Anderweitig wurden laut Jakob Fuster aus dem Kuhblut auch seelenruhig Blutwürste gemacht, Details kann er aber (leider?) nicht mehr liefern. Hingegen hat er häufig und bis in die Jahre um 1980 und auch bei KB (Künstliche Besamung) bei Bedarf eigene und fremde Kühe zur Ader gelassen. Wir denken da unverkrampft etwa an 4 - 6 Liter Blut. Keine Aufregung, sogar erst mit etwa 10 Litern Blutentnahme stellt sich die angepeilte Wirkung ein; die Schwächung des Tieres mit nachfolgender Regenerierung mag da ursächlich sein, wie auch ein Löffel Essig am Mogen der Übersäuerung des menschlichen Magens wehren soll. Ich weiss nicht recht . . .

Dieses zur Aderlassen wurde eben auch angewandt, um endlich die Trächtigkeit (uufnee) einer Kuh zu erreichen oder ihrer gesundheitlichen Schwäche (Euterentzündung/Mastitis), en Wegge mache, zu wehren. Auch 'Fliegendes Blut' (Blutverdickung mit meist tödlichem Ausgang?) soll so bekämpft werden können. Das geht so: Der Kuh wird mit einem Strick um den Hals das Blut gestaut. Dann bringt man dem Tier an passender Stelle (Halsschlagader) mit dem Fries/Friäs/Fliäme (Aderlass-Fliet) eine Wunde bei, durch die gleich Blut strömt, das man auffangen und in der Pfanne zubereiten kann. Der Friäs ist ein taschenmesserähnliches, zusammenklappbares Stichmesser, das vorne an der Klinge ein dreieckiges, beidseitig scharfes Metallstück aufweist. Durch die Unterbindung am Hals wird wie beim Blutspenden an das Rote Kreuz die Vene geschwollen. An dieser Aderschwellung legt man nun den Friäs an und versetzt ihm mit einem Holzstück (Steckli) einen wohldosierten Schlag, so dass die Vene angeschnitten wird und Blut herausläuft. Wenn die Stauung gestoppt wird, versiegt anscheinend auch der Blutfluss, eine Handvoll Spinnweben oder ein kalter, sauberer Stein gegen die Wunde gepresst soll im Notfall auch hilfreich gewesen sein, laut Albert Neff und anderen Eingeweihten!

In ihrem Hunger 'ernährten' sich 1812 auf dem Russlandfeldzug auch Soldaten von Pferdeblut.

Diese archaische Prozedur kennen auch Hirtenstämme in Afrika. Wer wirft den ersten Stein? Auch in der früheren 'Humanmedizin' war der Aderlass ein probates Mittel, Krankheiten zu bekämpfen (antike Säftelehre als Ursache).

Not macht erfinderisch.
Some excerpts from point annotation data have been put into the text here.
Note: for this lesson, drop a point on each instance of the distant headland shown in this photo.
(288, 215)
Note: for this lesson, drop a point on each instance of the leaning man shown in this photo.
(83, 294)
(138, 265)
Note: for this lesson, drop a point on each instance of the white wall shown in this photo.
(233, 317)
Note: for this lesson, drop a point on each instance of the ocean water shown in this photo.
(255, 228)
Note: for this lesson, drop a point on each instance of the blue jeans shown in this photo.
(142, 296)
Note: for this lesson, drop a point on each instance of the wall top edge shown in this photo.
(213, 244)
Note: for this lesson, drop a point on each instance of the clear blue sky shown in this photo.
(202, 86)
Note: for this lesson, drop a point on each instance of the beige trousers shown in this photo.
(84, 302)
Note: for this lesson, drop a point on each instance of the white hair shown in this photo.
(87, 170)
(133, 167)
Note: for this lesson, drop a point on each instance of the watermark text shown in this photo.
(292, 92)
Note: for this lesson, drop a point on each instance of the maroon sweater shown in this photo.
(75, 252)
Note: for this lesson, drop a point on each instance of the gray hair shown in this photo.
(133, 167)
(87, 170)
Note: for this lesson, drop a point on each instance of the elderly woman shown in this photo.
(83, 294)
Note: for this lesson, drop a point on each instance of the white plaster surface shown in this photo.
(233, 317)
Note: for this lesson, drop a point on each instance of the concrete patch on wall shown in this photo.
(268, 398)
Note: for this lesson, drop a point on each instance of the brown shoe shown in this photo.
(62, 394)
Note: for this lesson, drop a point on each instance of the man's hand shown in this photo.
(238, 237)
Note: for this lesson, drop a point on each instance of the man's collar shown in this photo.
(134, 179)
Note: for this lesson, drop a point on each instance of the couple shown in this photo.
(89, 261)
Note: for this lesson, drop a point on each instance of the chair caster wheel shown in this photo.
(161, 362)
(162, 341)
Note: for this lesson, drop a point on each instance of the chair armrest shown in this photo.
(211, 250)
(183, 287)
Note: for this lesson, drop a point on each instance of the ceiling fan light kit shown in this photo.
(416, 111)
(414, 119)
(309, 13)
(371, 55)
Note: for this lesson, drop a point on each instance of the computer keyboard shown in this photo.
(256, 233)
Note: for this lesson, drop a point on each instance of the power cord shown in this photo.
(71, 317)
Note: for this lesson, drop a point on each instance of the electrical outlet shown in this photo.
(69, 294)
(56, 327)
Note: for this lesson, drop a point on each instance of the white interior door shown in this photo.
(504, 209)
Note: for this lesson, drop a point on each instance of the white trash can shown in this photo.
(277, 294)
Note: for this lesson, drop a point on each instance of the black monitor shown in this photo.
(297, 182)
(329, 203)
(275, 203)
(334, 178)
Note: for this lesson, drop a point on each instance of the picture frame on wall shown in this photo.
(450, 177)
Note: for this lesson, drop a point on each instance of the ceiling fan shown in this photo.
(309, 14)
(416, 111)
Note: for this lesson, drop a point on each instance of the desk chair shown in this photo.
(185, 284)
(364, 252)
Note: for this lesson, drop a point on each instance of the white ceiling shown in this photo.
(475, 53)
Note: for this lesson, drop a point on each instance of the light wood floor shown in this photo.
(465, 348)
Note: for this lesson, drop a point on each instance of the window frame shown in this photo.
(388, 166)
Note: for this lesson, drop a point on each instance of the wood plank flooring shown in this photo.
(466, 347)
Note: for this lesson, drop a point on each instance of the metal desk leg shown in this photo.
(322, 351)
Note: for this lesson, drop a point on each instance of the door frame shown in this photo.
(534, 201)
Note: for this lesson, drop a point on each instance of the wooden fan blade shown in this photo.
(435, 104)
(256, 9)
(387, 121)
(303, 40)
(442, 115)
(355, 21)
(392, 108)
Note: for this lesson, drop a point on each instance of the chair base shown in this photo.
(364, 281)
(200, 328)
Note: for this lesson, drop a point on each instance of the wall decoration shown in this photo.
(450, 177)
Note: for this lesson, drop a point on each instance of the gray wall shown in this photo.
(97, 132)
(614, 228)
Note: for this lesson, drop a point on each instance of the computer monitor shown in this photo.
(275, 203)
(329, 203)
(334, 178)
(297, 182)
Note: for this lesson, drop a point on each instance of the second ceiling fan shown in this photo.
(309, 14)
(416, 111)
Mein Vater wusste von zwei Knechten in seinem Alter, die dem Meister auf der Alp bekümmert meldeten, dass der Stier seiner eigentlichen Aufgabe nur mehr mühsam und fast mangelhaft gerecht werde (a tüess kumm mee). Gedörrte Birnen aber wären ein sicheres Mittel, dem fehlenden Temperament des Stiers wieder auf die Sprünge zu helfen, wortwörtlich gemeint! Der Meister fiel auf den Schwindel herein und beschaffte einen Sack voll gedörrte Birnen. Wer die verzehrte ist schnell erraten – der Stier jedenfalls nicht.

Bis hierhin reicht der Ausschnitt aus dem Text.